Jean Charest est couronné chef du PLQ sans opposition.




***

Étonnamment, le débat qu’a suscité Jean Charest en avouant avoir reçu 750, 000$ du PLQ depuis 1998 a rapidement dévié sur l’épineux sujet de la juste rémunération des membres de l’Assemblée Nationale, le «Quoi», oblitérant totalement la question de la provenance des fonds, le «Qui».

Alors que nous nous serions attendu à ce que les journalistes de la colline parlementaire se précipitent aux portillons pour poser toutes les questions demeurées sans réponse depuis 1998 au sujet de l’utilisation des sommes versées dans le Fonds Jean Charest et du nébuleux pont d’or qui lui aurait été payé, ce sont plutôt des justificatifs qui se sont faits entendre tout au long de la journée de la part de savants commentateurs de la scène politique. Le spin ayant fait son œuvre, Jean Charest a été présenté comme une victime de la situation plutôt que comme l’auteur de sa propre maladresse, étonnant revirement ! Toute la journée, nous avons entendu parler de la légendaire pauvreté de nos premiers ministres et des députés qui siègent à l’Assemblée nationale.

Est-ce que la presse aurait eu la même magnanimité à l’endroit d’un député qui aurait secrètement reçu pendant dix ans un salaire supplémentaire constitué de sommes versées par un groupe de citoyens de son comté via des contributions au parti qu’il représente à l’Assemblée nationale? Poser la question, c’est y répondre. Non.

Que l’incident Jean Charest ait provoqué une discussion sur le salaire du premier ministre et les membres de l’Assemblée nationale, c’est une bonne chose en soi. Marc-André Blanchard, ancien président du PLQ, a raison lorsqu’il dit que le versement d'un salaire constitue la meilleure façon de mettre à l'abri le premier ministre de toute pression ou tentative de corruption.

Est-ce à un parti ou un groupe de citoyens de supporter le salaire supplémentaire d’un membre de l’Assemblée nationale? La réponse est non. Parce qu’en voulant protéger les membres de l’Assemblée nationale par le versement d’un salaire supplémentaire, on les vulnérabilise, on altère cette indépendance si chère aux citoyens, celle-ci étant la première garantie de la probité de nos représentants et de nos juges. Il s’agit donc là d’une question fondamentale de nature morale et éthique qui ébranle la confiance du public à l’endroit de son premier ministre et dont les médias banalisent l’importance en la traitant avec la légèreté d'un fait divers.
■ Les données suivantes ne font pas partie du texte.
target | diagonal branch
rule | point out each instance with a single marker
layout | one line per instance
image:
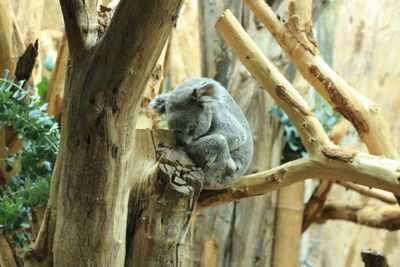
(80, 18)
(298, 42)
(361, 168)
(387, 217)
(285, 95)
(370, 192)
(326, 159)
(124, 36)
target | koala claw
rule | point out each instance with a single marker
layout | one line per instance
(231, 166)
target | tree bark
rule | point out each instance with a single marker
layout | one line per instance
(106, 84)
(162, 202)
(11, 45)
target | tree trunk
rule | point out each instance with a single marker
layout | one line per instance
(104, 91)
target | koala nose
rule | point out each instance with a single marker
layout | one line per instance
(180, 138)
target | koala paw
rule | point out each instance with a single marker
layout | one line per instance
(231, 166)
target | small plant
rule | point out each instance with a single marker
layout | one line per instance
(294, 148)
(26, 115)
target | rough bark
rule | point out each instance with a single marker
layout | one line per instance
(55, 92)
(106, 84)
(6, 256)
(11, 45)
(162, 202)
(377, 216)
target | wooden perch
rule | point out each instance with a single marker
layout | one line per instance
(386, 217)
(370, 192)
(169, 188)
(297, 41)
(372, 258)
(326, 160)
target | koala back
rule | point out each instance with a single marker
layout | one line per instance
(202, 107)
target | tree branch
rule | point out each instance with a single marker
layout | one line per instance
(361, 168)
(309, 128)
(6, 254)
(386, 217)
(124, 37)
(299, 44)
(370, 192)
(326, 159)
(80, 18)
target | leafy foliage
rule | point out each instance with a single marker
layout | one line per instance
(25, 113)
(294, 148)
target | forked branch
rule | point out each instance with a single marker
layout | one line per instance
(326, 159)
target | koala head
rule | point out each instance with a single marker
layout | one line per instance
(188, 109)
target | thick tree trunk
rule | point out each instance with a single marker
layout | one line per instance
(11, 46)
(162, 202)
(104, 91)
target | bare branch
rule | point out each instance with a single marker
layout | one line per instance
(81, 25)
(315, 204)
(370, 192)
(387, 217)
(124, 36)
(298, 42)
(326, 159)
(361, 168)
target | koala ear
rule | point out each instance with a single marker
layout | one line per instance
(205, 94)
(158, 103)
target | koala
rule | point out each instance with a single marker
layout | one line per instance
(211, 128)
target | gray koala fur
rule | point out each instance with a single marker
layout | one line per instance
(211, 128)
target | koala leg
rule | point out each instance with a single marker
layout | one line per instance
(212, 154)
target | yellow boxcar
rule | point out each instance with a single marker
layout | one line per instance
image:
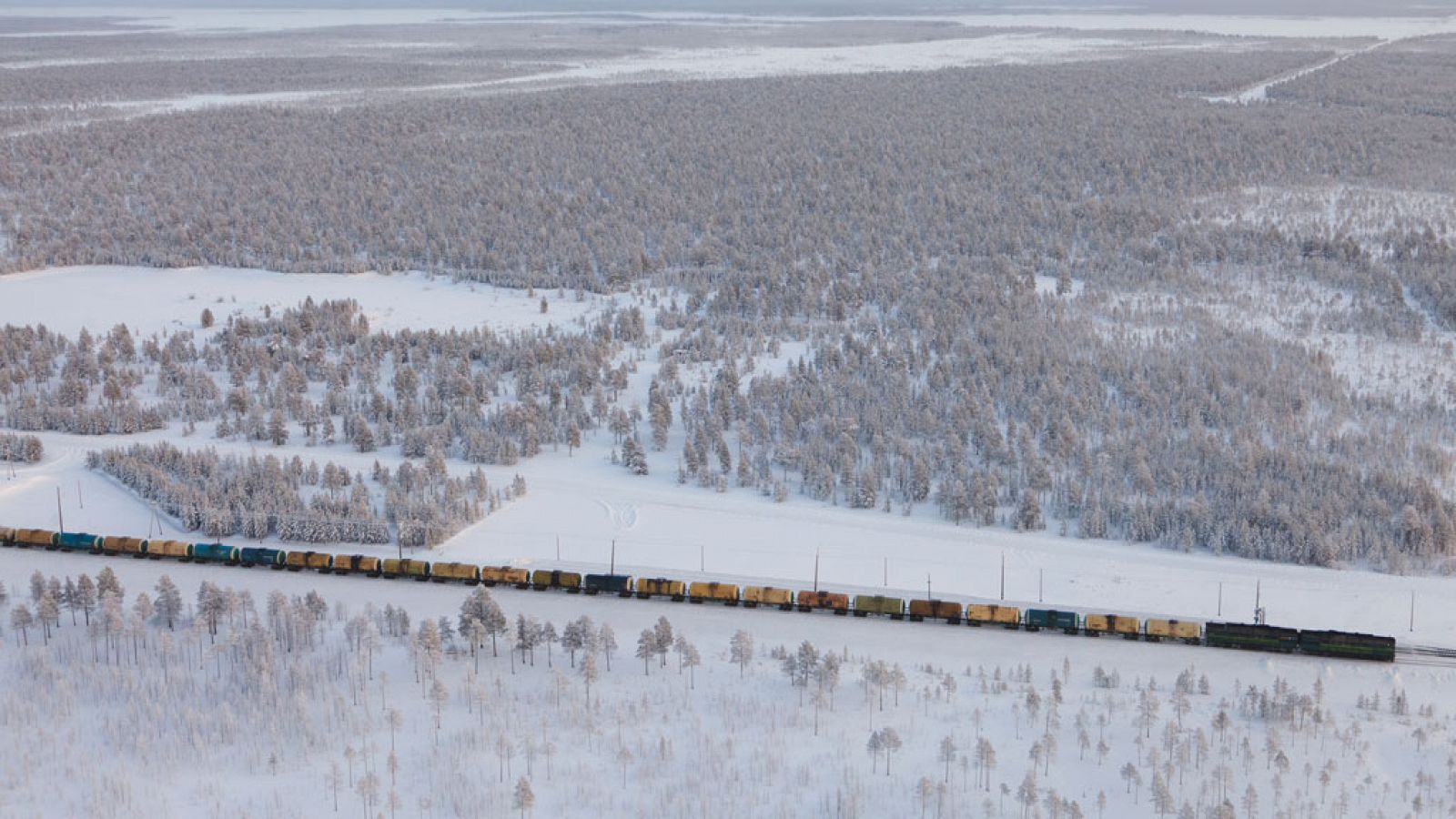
(725, 592)
(492, 574)
(157, 550)
(463, 571)
(662, 588)
(768, 596)
(866, 605)
(557, 579)
(417, 569)
(1111, 624)
(135, 547)
(935, 610)
(26, 538)
(1172, 630)
(980, 614)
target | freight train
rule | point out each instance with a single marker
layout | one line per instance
(1256, 637)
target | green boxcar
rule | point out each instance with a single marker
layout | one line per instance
(1251, 637)
(1347, 644)
(880, 605)
(1052, 618)
(80, 542)
(555, 579)
(619, 584)
(215, 552)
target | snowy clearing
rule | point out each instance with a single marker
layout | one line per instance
(165, 299)
(288, 716)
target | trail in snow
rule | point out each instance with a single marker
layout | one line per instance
(1259, 92)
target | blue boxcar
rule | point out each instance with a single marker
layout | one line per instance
(79, 541)
(611, 583)
(1052, 618)
(218, 552)
(254, 555)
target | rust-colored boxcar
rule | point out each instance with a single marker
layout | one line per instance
(1172, 630)
(135, 547)
(662, 588)
(157, 550)
(417, 569)
(768, 596)
(866, 605)
(33, 538)
(492, 574)
(557, 579)
(357, 564)
(724, 592)
(936, 610)
(980, 614)
(318, 561)
(462, 571)
(1111, 624)
(839, 603)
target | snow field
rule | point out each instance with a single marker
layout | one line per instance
(153, 299)
(258, 731)
(581, 503)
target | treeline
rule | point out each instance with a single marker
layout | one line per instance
(259, 497)
(618, 182)
(26, 450)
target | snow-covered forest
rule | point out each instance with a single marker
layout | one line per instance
(430, 702)
(1147, 314)
(1070, 317)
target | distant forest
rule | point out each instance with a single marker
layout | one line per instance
(895, 229)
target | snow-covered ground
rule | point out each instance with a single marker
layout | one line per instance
(257, 731)
(579, 504)
(67, 299)
(184, 19)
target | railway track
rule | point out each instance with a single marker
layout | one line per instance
(1257, 637)
(1434, 656)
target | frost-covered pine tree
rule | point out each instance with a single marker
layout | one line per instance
(740, 649)
(169, 601)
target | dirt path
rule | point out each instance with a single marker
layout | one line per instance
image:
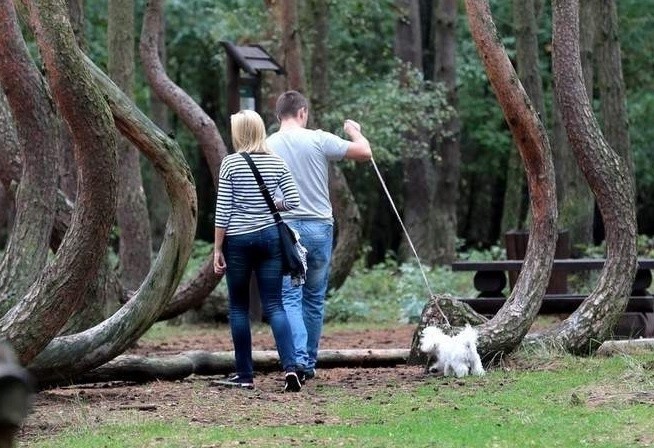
(202, 403)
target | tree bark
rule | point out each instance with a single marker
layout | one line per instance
(319, 10)
(36, 126)
(347, 217)
(348, 228)
(613, 104)
(419, 177)
(508, 327)
(610, 181)
(32, 323)
(10, 160)
(70, 355)
(515, 211)
(199, 123)
(132, 214)
(448, 162)
(576, 204)
(76, 16)
(289, 52)
(155, 191)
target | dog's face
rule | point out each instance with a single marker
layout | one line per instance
(452, 356)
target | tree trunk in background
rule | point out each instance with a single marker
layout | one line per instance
(347, 217)
(289, 51)
(613, 103)
(10, 161)
(6, 216)
(132, 213)
(158, 202)
(419, 173)
(525, 21)
(576, 201)
(348, 227)
(77, 21)
(508, 327)
(9, 168)
(446, 197)
(610, 181)
(48, 304)
(67, 168)
(319, 10)
(36, 124)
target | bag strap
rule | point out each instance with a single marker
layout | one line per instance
(262, 187)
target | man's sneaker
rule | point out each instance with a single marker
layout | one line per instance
(235, 381)
(292, 382)
(306, 375)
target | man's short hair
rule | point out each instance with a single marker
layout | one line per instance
(289, 104)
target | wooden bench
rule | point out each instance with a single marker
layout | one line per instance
(490, 276)
(490, 281)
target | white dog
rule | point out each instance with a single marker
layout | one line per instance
(453, 355)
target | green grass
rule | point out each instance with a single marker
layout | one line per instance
(565, 402)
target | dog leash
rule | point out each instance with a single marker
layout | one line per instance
(406, 233)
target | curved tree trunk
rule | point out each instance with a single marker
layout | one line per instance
(132, 213)
(577, 205)
(446, 196)
(349, 229)
(105, 290)
(70, 355)
(34, 321)
(609, 180)
(36, 127)
(155, 190)
(514, 215)
(199, 123)
(613, 105)
(176, 367)
(505, 331)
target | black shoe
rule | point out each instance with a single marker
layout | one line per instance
(306, 375)
(235, 381)
(292, 382)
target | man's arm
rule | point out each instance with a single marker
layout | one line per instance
(359, 147)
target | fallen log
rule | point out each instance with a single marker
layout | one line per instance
(141, 369)
(626, 347)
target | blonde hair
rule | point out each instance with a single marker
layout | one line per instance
(248, 132)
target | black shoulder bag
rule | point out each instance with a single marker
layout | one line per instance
(293, 254)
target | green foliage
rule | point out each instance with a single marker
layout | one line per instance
(391, 111)
(388, 292)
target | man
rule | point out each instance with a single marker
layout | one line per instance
(307, 154)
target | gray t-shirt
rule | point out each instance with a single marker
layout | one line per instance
(308, 153)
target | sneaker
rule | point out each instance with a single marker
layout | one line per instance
(292, 382)
(235, 381)
(306, 375)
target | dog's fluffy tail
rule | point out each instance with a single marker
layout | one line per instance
(431, 338)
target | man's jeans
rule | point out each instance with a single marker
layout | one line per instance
(258, 251)
(305, 305)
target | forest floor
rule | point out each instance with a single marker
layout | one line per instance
(199, 401)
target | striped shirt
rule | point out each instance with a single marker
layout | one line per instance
(240, 206)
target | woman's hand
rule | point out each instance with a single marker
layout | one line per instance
(219, 265)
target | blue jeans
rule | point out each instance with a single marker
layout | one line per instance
(305, 305)
(258, 251)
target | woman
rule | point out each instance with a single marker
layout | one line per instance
(247, 240)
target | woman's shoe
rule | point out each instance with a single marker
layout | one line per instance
(235, 381)
(292, 382)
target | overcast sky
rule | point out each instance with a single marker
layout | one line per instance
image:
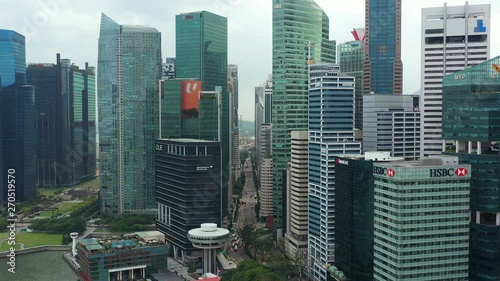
(72, 29)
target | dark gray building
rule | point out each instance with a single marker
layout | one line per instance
(65, 122)
(188, 191)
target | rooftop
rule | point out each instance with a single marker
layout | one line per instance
(124, 242)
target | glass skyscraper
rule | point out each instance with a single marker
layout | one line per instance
(351, 57)
(201, 53)
(66, 122)
(300, 36)
(12, 57)
(383, 68)
(129, 68)
(471, 120)
(17, 120)
(331, 134)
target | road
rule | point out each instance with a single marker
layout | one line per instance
(248, 199)
(246, 213)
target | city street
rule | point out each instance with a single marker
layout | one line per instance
(246, 213)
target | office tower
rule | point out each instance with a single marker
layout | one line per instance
(471, 120)
(453, 38)
(421, 220)
(383, 68)
(66, 122)
(266, 174)
(351, 57)
(297, 221)
(308, 24)
(354, 209)
(13, 58)
(17, 121)
(233, 87)
(391, 124)
(168, 69)
(188, 112)
(188, 182)
(129, 67)
(331, 134)
(201, 53)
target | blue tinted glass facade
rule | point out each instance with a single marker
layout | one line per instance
(129, 68)
(201, 53)
(383, 65)
(18, 137)
(12, 57)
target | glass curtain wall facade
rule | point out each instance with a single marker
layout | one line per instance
(17, 120)
(300, 36)
(129, 68)
(351, 58)
(331, 134)
(201, 53)
(188, 180)
(383, 68)
(421, 223)
(13, 58)
(66, 122)
(471, 120)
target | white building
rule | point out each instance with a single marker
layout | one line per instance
(453, 38)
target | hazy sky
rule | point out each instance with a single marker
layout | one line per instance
(72, 29)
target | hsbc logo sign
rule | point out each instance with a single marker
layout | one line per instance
(384, 171)
(439, 173)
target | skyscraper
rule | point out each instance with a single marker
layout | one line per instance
(13, 57)
(331, 134)
(453, 38)
(354, 207)
(17, 120)
(201, 53)
(421, 221)
(471, 120)
(66, 122)
(300, 37)
(351, 56)
(129, 68)
(188, 179)
(383, 68)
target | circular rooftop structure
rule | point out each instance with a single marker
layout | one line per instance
(208, 236)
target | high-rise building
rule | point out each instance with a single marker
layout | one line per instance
(297, 221)
(421, 223)
(351, 56)
(309, 27)
(13, 58)
(331, 134)
(453, 38)
(66, 121)
(471, 120)
(233, 88)
(201, 53)
(129, 68)
(17, 121)
(354, 209)
(266, 171)
(383, 68)
(391, 124)
(188, 182)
En acceptant un salaire supplémentaire de son parti, non seulement Jean Charest n’a pas eu le courage de susciter le débat à l’Assemblée nationale sur la question de la rémunération des députés et ministres, ce qu’il aurait dû faire dès son élection en 2003, mais en plus, il a donné ouverture aux doutes que soulèvent les nombreuses questions qui se posent au sujet de la provenance des fonds qui financent son salaire supplémentaire et sur le mythique pont d’or qui lui aurait été édifié, dont tout le monde a entendu parler, mais que personne n’a jamais vu.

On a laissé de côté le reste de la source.